Friday, December 23, 2011


A young farmer posed a good question on the Cafe.

" We have been planning to "eventually" build a new house. We're actually three year past our ten year plan to replace our small, inadequate farmhouse (It's fifteen minutes from our main farm facilities as well}. Figure we need to get it done before the economy turns around. However, we can't seem to get excited about it. After months of telling ourselves we need to get with it the thought occurs to us.... Why not buy a very nice house in town? An older home would cost less per square foot and have so much more character and charm for the money invested. We also have some very
nice wooded neighborhoods to choose from. It's 15-20 minutes to the farm base fom town.
So we started wondering... Will a used quarter million dollar home be a good investment when CD's, stocks and bonds are so-so??? How does appreciation/depreciation of new homes compare to used? I could ask a realtor but they may be a bit biased. I know there's good and bad points to the choice of rural and city living. I just never considered that I could possibly "make" money buying an expensive home. Any hard earned experience or a life-time of learning to share??
Thanks. Dan"

This is how I responded:

"That is a very personal question. We can't read your happiness from any decision or failing to act on it from afar.

I am in the 4th house I have owned in a lifetime. I never looked at any of them as just a financial investment. Where I lived affected who I met, dollar and time cost to work, how I felt, how I slept, the whole shebang.

First one was a nice brick ranch on 2 acres at the edge of town, lived there ten years. It was an easy drive to dad's farm or work or Cincinnati. I made it cheap to heat and cool.

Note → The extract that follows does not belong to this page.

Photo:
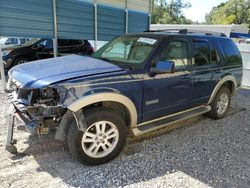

All my kids were born there and we were happy there. It had a blacktop drive on a hill that was a bear in winter and dangerous. Good windbreak all around it. Cost 31,500, was worth 60,000 in ten years. Rented it out to a nice couple for ten years and got all my money back and then some.

Second one was an old Sear's and Roebuck house on 50 acres "in the sticks" 10 miles northeast. Bought it because it was in the school district we wanted our first child to attend school at. It was flat land, higher wind and storm area but best garden spot I ever had except maybe this one. It had poor well water and was hard to heat and cool. I never could buy land around it so we only lived there 4 years.

Third one I lived at was at the edge of Blanchester and lived there 17 years. It was archectect designed for a wealthy retirement couple and super designed for that purpose, not a young family but we made do. It was also cheap to heat and cool but flat and windy. Easy drive to north Cincinnati, Dayton and Columbus. Paid 96,000 for it and sold seven years ago for 162,500. We had all the graduation parties there and it was the last home most our children lived in.

Then we bought this home and farm for a huge price. I doubt it would sell for what we have in it. It is really windy here and we have had one tornado and Hurricane Ike about destroy the place. We have it affordable to heat and cool but it's taken seven years, not bad for an 1880 house though.

They have all been home to me but I never liked the second one and liked the first and third one better. This one grows on you but in my later years it's getting harder for us to keep it up. I have been guilty of calling it a money pit but it is a very desirable place to live in a good location. Location sure is important.

I have seen the markets soar and crash but home is home. Buy it for all the esthetic reasons unless you just want a place to sleep and resell. Your job and partner are the keys to your happiness but your home is probably number 3 for me.